On the last word, Dad snorts with satisfaction. It's quiet for a few minutes, just the sound of the engine, the heater, tires slapping the road. After a while, Dad looks over at me and smiles. Holding his gaze for a moment, I lay my cheek against the back of the cloth-covered bench seat. A pair of oncoming headlights pulls his gaze away. He squints, looking down the highway. "You want to hear a new song?"


"Now this is a very, very serious song."


"My Uncle Simon taught this song to me when he came back from Africa." Dad looks over at me seriously. I've never heard of Uncle Simon. Grinning, Dad sweeps his hand briefly over his glossy, combed back hair, and starts to sing, in a powerful, smooth tenor:

Boom-boom, ain't it great to be crazy
Boom-boom, ain't it great to be crazy
Silly and foolish all day long
Boom-boom, ain't it great to be crazy!

On "boom-boom," he slaps the chrome dash playfully. At the end, he vibrates his lips to make an engine noise.

"Now you try it."

"OK." We sing the chorus together. On "boom-boom," he reaches over and softly taps my head.

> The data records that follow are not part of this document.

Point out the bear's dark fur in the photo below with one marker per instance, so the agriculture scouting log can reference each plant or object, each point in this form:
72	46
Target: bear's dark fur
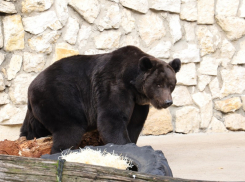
108	92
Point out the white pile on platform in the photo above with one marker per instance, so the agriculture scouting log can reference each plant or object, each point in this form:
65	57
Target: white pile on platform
96	157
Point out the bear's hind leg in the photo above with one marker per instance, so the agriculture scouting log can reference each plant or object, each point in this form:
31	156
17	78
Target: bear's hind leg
68	137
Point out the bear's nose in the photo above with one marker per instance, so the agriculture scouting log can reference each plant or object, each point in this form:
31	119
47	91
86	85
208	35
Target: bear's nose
168	103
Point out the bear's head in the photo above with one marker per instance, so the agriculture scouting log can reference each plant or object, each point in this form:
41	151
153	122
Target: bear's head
159	80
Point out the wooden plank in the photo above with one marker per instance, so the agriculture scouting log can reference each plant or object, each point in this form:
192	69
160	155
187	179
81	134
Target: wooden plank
14	168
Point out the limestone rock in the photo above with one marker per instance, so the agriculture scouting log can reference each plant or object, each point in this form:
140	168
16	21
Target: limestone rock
216	126
166	5
235	122
2	84
38	23
181	96
175	27
29	6
187	74
158	122
4	98
203	81
241	11
128	21
214	88
209	66
233	81
228	105
33	62
13	33
234	27
88	9
43	43
2	57
187	120
227	49
190	31
151	28
112	19
14	66
107	40
19	87
7	7
137	5
205	104
188	11
11	115
71	32
63	50
189	55
83	35
227	7
205	11
205	39
161	50
61	10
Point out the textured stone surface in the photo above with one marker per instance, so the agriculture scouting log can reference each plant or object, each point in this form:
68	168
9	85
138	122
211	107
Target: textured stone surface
19	87
175	27
71	32
42	43
203	81
190	31
88	9
189	55
161	50
235	122
63	50
205	104
13	33
4	98
33	62
181	96
205	11
227	7
228	105
137	5
188	11
166	5
187	74
205	39
216	126
128	21
214	88
38	23
227	49
11	115
107	40
14	66
2	84
209	66
158	122
112	19
151	28
233	81
7	7
61	10
234	27
36	5
83	35
187	120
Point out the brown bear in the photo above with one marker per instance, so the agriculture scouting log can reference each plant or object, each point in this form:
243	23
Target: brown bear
109	92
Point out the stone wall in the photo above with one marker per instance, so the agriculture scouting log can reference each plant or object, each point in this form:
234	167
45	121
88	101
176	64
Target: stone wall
207	35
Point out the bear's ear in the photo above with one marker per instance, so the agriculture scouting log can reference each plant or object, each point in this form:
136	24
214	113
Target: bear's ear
145	63
175	64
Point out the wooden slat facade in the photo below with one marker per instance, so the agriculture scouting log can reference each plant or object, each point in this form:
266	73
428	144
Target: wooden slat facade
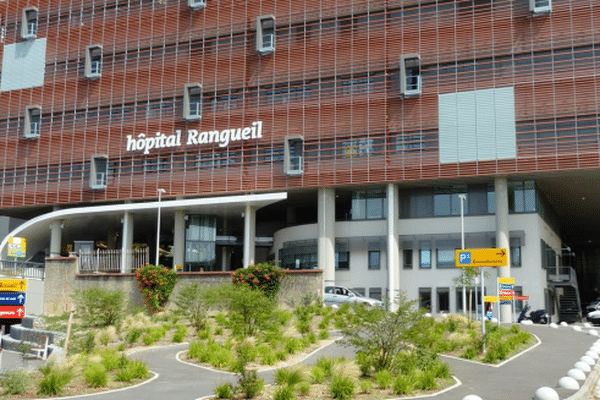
333	79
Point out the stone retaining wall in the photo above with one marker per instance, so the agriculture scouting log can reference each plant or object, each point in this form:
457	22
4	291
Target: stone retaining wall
62	280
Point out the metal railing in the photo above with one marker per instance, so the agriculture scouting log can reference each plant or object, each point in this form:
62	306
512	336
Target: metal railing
22	269
102	261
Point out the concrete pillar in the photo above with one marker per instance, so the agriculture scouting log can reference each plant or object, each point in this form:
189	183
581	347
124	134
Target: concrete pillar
249	235
127	242
326	235
55	238
393	253
503	235
179	240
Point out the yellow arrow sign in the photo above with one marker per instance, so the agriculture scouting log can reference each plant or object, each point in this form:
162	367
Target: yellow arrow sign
13	285
481	258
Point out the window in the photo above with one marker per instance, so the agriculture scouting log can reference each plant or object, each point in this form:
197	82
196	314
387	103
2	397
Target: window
410	75
197	4
540	6
265	34
98	171
375	293
192	101
443	299
425	255
374	259
425	298
93	61
407	254
29	26
294	160
32	126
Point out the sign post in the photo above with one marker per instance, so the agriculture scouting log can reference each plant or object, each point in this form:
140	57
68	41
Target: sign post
481	258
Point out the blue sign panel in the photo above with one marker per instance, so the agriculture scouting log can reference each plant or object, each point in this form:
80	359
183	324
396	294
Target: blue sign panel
12	298
464	258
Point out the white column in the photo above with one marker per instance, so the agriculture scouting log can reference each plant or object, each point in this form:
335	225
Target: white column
55	238
393	253
249	235
179	239
326	238
127	242
503	235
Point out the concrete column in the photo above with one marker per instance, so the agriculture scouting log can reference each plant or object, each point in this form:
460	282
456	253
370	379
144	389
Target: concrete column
179	240
127	242
326	235
393	252
55	238
503	235
249	235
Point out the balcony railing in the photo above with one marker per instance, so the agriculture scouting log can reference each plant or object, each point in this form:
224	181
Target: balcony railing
103	261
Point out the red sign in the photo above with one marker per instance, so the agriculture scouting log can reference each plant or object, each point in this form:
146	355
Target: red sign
12	312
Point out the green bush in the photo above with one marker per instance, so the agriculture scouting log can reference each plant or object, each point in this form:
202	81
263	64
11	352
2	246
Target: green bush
95	375
403	384
290	377
15	381
54	380
156	284
100	307
265	277
111	359
342	388
224	391
384	378
191	302
284	393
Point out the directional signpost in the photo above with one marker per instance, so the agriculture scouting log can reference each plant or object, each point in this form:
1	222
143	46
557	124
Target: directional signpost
12	298
480	258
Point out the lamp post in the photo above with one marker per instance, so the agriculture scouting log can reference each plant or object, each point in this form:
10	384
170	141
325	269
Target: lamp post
462	198
160	192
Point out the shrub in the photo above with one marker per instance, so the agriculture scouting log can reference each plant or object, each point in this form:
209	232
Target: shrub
265	277
250	384
224	391
111	359
288	377
54	380
15	381
156	284
284	393
342	388
384	378
191	302
100	307
95	375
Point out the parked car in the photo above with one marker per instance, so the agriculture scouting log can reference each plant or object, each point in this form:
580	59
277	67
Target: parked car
593	306
594	317
341	294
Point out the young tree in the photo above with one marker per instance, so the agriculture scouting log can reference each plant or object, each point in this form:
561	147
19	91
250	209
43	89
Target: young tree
382	335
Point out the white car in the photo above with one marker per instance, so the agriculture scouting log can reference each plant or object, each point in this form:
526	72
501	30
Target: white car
341	294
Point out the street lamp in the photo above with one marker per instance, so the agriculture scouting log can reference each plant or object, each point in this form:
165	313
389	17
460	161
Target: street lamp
160	192
462	198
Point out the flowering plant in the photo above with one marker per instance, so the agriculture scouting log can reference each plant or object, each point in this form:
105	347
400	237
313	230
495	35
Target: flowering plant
156	284
265	277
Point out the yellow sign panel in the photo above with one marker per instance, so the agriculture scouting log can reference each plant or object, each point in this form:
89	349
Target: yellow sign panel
13	285
506	281
17	247
481	258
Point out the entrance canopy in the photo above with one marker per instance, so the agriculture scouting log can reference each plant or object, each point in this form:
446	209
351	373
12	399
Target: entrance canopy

We decelerate as we pull into a small farming community. A single street light casts pale light on cinderblock buildings, a few houses recede into the dark. The car engine strains as we stop for the stop sign. The town is empty, as if we are the only ones on earth.

As he accelerates, back onto the open road, Dad looks over at me again. "OK, now try this:

A horse and a flea and three blind mice
Sitting on a tombstone, shooting dice
The horse fell off and landed on the flea
Whoops said the flea, there's a horse on me!"

I laugh, and try to repeat the verse, but I miss a few words. He fills them in, then we sing it together. On the chorus, his voice becomes so loud it's a bit scary.

Way down deep in darkest Africa
A mouse stepped on an elephant's toe
The elephant looked down with tears in his eyes. . .

Dad stops for a beat, then delivers the punchline falsetto,

Why don't you pick on a fella your size!

I giggle, and he laughs, slapping my knee softly. He sings the song over again, until I know all the words. Then we sing it several more times. Each time now, he sings "boom-boom" like a drum.

I yawn. "You cold?" Dad asks. He puts out his arm, and I shift over to snuggle up next to him as he drives.

I lay against his side, against the bulk and the warmth of him, feeling the tide of his breath; smelling his aftershave and smoke as the Packard hurtles down the highway. As I fall asleep, he's humming softly.

When we get to the hotel, I wake up when Dad turns off the car. "You awake?" he asks. I say nothing, pretending to sleep. He picks me up and carries me to our room, holding me close as he walks up the stairs. My cheek against his soft cotton shirt, I smell his sweat, feel the beating of his heart. He puts me down on the bed, and kisses me on the cheek. His whiskers are rough on my skin. "Good night, slugger," he whispers.